La fesse cachée du livre un panorama de la littérature érotique

Une mise en bouche littéraire

« On ne discute pas l'érotisme spirituel ; on bande ou on ne bande pas. » Jean Cocteau

Du Kamasutra à Cinquante nuances de Grey en passant par le Banquet de Platon, la sexualité, qu’elle soit libérée, prude, crue ou ostentatoire, a toujours imprégné la littérature en traversant les siècles, touchant un public très large. Présente sur tous les continents et aussi en France, la littérature rose ou érotique, a longtemps suscité des débats passionnels.

En France, des éditeurs comme La Musardine se sont bâti une solide réputation en faisant de la littérature érotique leur spécialité. Les libraires quant à elles, n’ont pas hésité à lui dédier tout un rayon voire même leur établissement tout entier.

La Musardine s’est ainsi lancée dans l’aventure sensuelle en 1980 : romans, essais, livres d’art et bandes dessinées. Cette maison d’édition, qui est également une librairie, a pour ambition de faire découvrir la sexualité sous toutes ses formes.

N’oublions pas les auteurs contemporains qui, s’appuyant sur un millénaire de littérature sexuelle, redoublent d’imagination et de créativité salace pour faire frissonner le lecteur et l’emmener au septième ciel.

Coups de cœur, coups de gueule, nous avons sélectionné pour vous des ouvrages aguicheurs qui méritent une attention toute particulière. Pour le meilleur, et pour le pire…

Considérée par les uns comme de la simple pornographie destinée à pervertir les esprits les plus purs et par les autres comme une expression artistique à part entière pour s’envoler vers ses fantasmes les plus fous, la littérature érotique n’a pas fini de faire couler de l’encre… Nous lui offrons aujourd’hui la nôtre.

Lorène

Histoire de la littérature érotique

De ses origines à nos jours, la littérature d’Eros a fait et fait encore frissonner des milliers de lecteurs.

La distinction entre érotisme et pornographie est souvent floue et subjective, d’où la difficulté de classer des livres dans l’une de ces catégories. Michela Marzano, chercheuse, philosophe et écrivaine, affirme que la différence entre érotisme et pornographie est dans la présence ou non de récit ; l’érotisme est non seulement rattaché à la narrativité, mais il est aussi beaucoup plus associé à l’art et à un certain esthétisme.

Le Dictionnaire du littéraire définit l'érotisme comme "la part de la littérature amoureuse qui insiste sur les plaisirs de la chair" ; l'érotisme comme la pornographie auraient partagé le même but, soit celui de représenter la jouissance personnelle.

Du Kamasutra au Moyen-Âge

Si la littérature érotique française prend ses sources dans de nombreuses inspirations aussi diverses que les philosophes grecs, les latins et encore le Kamasutra oriental, elle n’apparaît progressivement qu’avec les premiers romans du Moyen-Âge, et notamment le roman courtois qui décrit les aventures initiatiques de grands chevaliers héroïques devant gagner le cœur de leur aimée. La correspondance entre Héloïse et Abélard offre le cas exceptionnel d’une correspondance licencieuse, mais dans l’ensemble on est encore loin de la littérature érotique telle qu’on l’entend aujourd’hui.

De Rabelais à Sade

À la Renaissance, François Rabelais se fait remarquer avec Pantagruel, condamné en 1533 par la Sorbonne pour obscénité. Rabelais peut être considéré comme un précurseur de la littérature érotique moderne. Les guerres de religion et le mouvement de Contre-Réforme vont profondément modifier les mœurs de l’époque : c’est l’apparition des premiers textes libertins, qui s’opposent aux doctrines religieuses. Le XVIIIe est le siècle d’expansion de la littérature libertine, avec des auteurs comme Diderot et, surtout, le marquis de Sade.

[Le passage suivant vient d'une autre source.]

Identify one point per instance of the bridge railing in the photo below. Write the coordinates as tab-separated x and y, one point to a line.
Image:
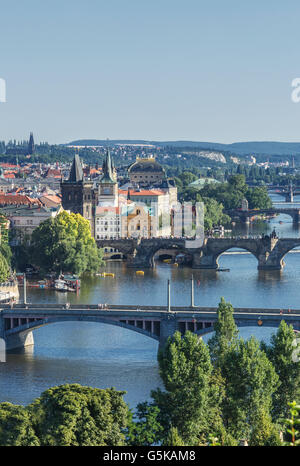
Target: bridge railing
115	307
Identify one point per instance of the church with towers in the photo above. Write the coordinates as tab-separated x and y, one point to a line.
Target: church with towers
81	195
115	212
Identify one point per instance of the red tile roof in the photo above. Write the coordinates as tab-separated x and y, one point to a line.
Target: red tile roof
17	199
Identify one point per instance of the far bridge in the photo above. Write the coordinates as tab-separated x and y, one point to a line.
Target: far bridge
156	322
245	215
288	192
269	252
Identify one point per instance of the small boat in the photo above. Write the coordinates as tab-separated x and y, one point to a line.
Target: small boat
61	285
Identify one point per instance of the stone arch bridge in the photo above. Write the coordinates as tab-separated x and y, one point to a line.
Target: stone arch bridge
245	215
269	252
157	322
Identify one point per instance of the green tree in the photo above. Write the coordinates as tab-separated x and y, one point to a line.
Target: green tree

Du XIXe siècle à nos jours, la libération du genre

Le XIXe sera caractérisé par une généralisation du climat puritain et à une censure forte, comme ce fut le cas pour Les Fleurs du mal de Baudelaire. La moindre transgression des règles crée un scandale, comme pour Madame Bovary.

C’est néanmoins à la fin du XIXe et au début du XXe siècle que la littérature érotique s’épanouit pleinement, avec par exemple la correspondance entre Alfred de Musset et George Sand, puis la libération sexuelle des années folles conduira, grâce aux avancées techniques, à la diffusion au plus grand nombre de la littérature érotique. En 2001, un prix littéraire est créé pour rendre hommage au Marquis de Sade, qui récompense des romans érotiques.

Juliette

Nos avis coquins

Coup de coeur

Histoires à ne pas mettre entre toutes les mains, Julie Bray

Ce petit livre porte bien son titre ! Les histoires coquines qui composent ce recueil de nouvelles sont des anecdotes des lectrices de Julie Bray. L’auteure a retravaillé ces petites confidences et ouvre elle-même les nouvelles érotiques en faisant part de sa propre expérience. Les histoires sont très courtes et variées, étant des anecdotes on passe vite aux choses sérieuses !

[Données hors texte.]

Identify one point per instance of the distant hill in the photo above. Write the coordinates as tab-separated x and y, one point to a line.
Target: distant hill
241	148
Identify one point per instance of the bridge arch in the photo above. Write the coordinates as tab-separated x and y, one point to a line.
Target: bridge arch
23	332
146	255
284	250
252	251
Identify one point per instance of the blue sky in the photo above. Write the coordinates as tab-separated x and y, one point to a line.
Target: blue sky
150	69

Quelques parties à trois ou à plusieurs, de l’échangisme entre adultes consentants, entre femmes ou en solo, des quick sex dans des endroits complètement improbables, ces femmes nous raconte les expériences qui les ont fait rougir et crier de plaisir !

A lire doucement pour faire durer

Sarah

Coup de gueule

After - Anna Todd

Après la sortie de Cinquante nuances de Grey, le mommy porn déchaîne les passions et de nombreux auteurs osent se lancer dans la littérature érotique pout tout âge. De nombreux titres paraissent et envahissent les librairies dont la série After. Fan fiction écrite par Anna Todd, en premier lieu postée sur internet sur Wattpad, elle est publiée en 2014 en Amérique par Simon&Schuster, et l’éditeur français Hugo Roman se charge de publier le premier tome quelques mois plus tard en 2015. Comparée à Cinquante nuances de Grey étant toutes deux des fan fiction, After atteint rapidement le top des ventes : le premier tome suscite un véritable engouement et se vend à 20 000 exemplaires la première semaine de sa sortie en France.

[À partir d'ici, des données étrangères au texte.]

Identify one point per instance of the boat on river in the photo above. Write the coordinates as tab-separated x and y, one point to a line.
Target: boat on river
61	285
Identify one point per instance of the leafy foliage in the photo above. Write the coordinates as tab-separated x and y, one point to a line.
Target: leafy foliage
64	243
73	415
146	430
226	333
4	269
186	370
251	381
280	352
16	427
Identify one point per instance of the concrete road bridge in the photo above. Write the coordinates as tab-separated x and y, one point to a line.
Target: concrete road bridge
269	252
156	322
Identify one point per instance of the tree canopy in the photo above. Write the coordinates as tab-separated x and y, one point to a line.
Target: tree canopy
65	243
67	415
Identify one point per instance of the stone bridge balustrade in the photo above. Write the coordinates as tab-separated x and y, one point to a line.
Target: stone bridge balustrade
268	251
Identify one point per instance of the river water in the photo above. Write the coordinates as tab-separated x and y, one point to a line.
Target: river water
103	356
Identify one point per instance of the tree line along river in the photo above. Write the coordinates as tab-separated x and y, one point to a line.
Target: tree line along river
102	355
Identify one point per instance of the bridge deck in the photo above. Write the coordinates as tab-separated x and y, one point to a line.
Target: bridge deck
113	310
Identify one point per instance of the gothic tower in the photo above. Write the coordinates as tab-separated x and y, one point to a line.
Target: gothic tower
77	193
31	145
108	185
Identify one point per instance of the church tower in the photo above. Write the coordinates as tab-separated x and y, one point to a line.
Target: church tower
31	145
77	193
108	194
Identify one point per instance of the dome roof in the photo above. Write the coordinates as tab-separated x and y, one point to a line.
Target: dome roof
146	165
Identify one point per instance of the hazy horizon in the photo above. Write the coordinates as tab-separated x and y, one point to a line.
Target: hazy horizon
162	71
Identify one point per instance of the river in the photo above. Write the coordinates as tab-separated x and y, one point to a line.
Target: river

Un story telling à n’en plus finir

After est donc une série en cinq tomes racontant l’idylle entre Tessa, jeune fille prude partant pour l’université, formant le couple parfait avec Noah et toujours vierge, et Hardin, beau brun tatoué de la tête au pied, rebelle à ses heures perdues, pâle copie d’Harry Styles, le chanteur du groupe One Direction. Tous les amis d’Hardin sont d’ailleurs inspirés du groupe One Direction. Provocateur et cruel, le bad boy par excellence, Tessa tombe évidemment dans les filets d’Hardin. S’ensuit une relation sur cinq livres, de plus de cinq cents pages chacun, rythmés par les disputes effrénées et les retrouvailles passionnelles de ce couple hors du commun.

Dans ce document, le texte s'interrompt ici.